GREENCREEK - As Charles Dickens might have said, this year's wheat harvest is the best of times and the worst of times.
While farmers from Whitman County to Idaho County are reaping some of the biggest and highest quality yields they've had in years, a weather fluke in June that hit the crops with record-low temperatures just as the wheat kernels were developing has caused a problem called "falling numbers." Falling numbers refers to the degradation of starch in wheat kernels, which makes the soft white and club wheat that is grown in the region and sold at premium prices to Japan and other high-end buyers unfit for baking flour. Farmers are likely facing up to 70 percent crop losses that will not be covered by any government emergency programs or private insurance.
"It's a disaster for everybody," Randy Olstead, general manager for Columbia Grain in Lewiston, told a group of about 150 farmers gathered Tuesday morning at the Greencreek Community Center.
Blaine Jacobson, executive director of the Idaho Wheat Commission, said this is likely "the most significant crop disaster" that many farmers in the area have ever seen.
According to the wheat commission, wide temperature variations in Nez Perce, Lewis, Latah and Idaho counties between June 12-19 appears to have hurt the wheat as the kernels were filling. Although there were no untimely rains at that time, the fluctuation triggered sprouting in the wheat, which changes the starch needed for milling purposes into sugar and drops the quality of the wheat to feed grade.
Farmers were already expecting prices below $4.90 a bushel because of a worldwide high-yield harvest this year. Cost of transportation to the export markets in Portland, Ore., coupled with a dockage because of the falling numbers, means some farmers may be selling their wheat at $2.50 a bushel or less - at least a dollar below their break-even price.
"You're talking about guys' livelihoods here," said Jonathan Rosenau, a Winona-area farmer who helped organize Tuesday's meeting. "It's scary for a lot of guys. After two years in a row of extreme drought last year that we haven't seen since the '70s and then now this, there's a very high chance that if we don't have something come in that we could see a lot of farmers say goodbye."
But many farmers in the audience expressed skepticism about the validity of the falling numbers tests. Several of them said they have tested wheat grown in fields side by side under identical conditions and the falling numbers were low in one place and above the threshold in the other.
Others said some farmers have had low falling numbers in their wheat at harvest but those numbers went back up after being stored in the bins for a while.
Jacobson acknowledged such reports, but said, "We don't know of any science yet that supports that."

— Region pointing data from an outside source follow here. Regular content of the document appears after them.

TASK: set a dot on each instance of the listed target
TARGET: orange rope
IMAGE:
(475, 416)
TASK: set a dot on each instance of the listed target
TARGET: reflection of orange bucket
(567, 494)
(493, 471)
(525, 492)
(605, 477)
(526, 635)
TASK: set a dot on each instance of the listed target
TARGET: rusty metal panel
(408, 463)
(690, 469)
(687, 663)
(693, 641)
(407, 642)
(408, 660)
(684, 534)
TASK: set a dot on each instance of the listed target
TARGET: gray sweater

Others questioned how export buyers would react to wheat with low starch content.
Steve Wirsching, vice president of U.S. Wheat Associates, which markets U.S.-grown wheat to foreign companies, said Japan, one of the area's top buyers of local wheat, is "almost fanatic" in its specifications for high-quality flour.
"It really does damage the end product," Wirsching said. "That's why customers pay premium price for our wheat."
He and others also warned that the wheat market is highly competitive and wheat-buying countries will quickly go elsewhere if they cannot attain the product they're looking for in the U.S.
Once that market share is lost, officials said, it could take years to gain it back.
Jacobson and Wirsching said their organizations are trying to find buyers that don't require the exact standards as the usual Asian customers. Flatbread markets in the Middle East are some possibilities. Wheat with low falling numbers must be segregated from other wheat and research is being done to determine whether low falling numbers wheat can be successfully blended with higher quality wheat.
"The problem is you don't know anything until it's harvested and tested," Rosenau said. "So at that point, what do you do? A lot of guys have joked and said: 'I wish it was a drought again. Because at least there was some financial assistance.' There's nothing here for $2.50 wheat."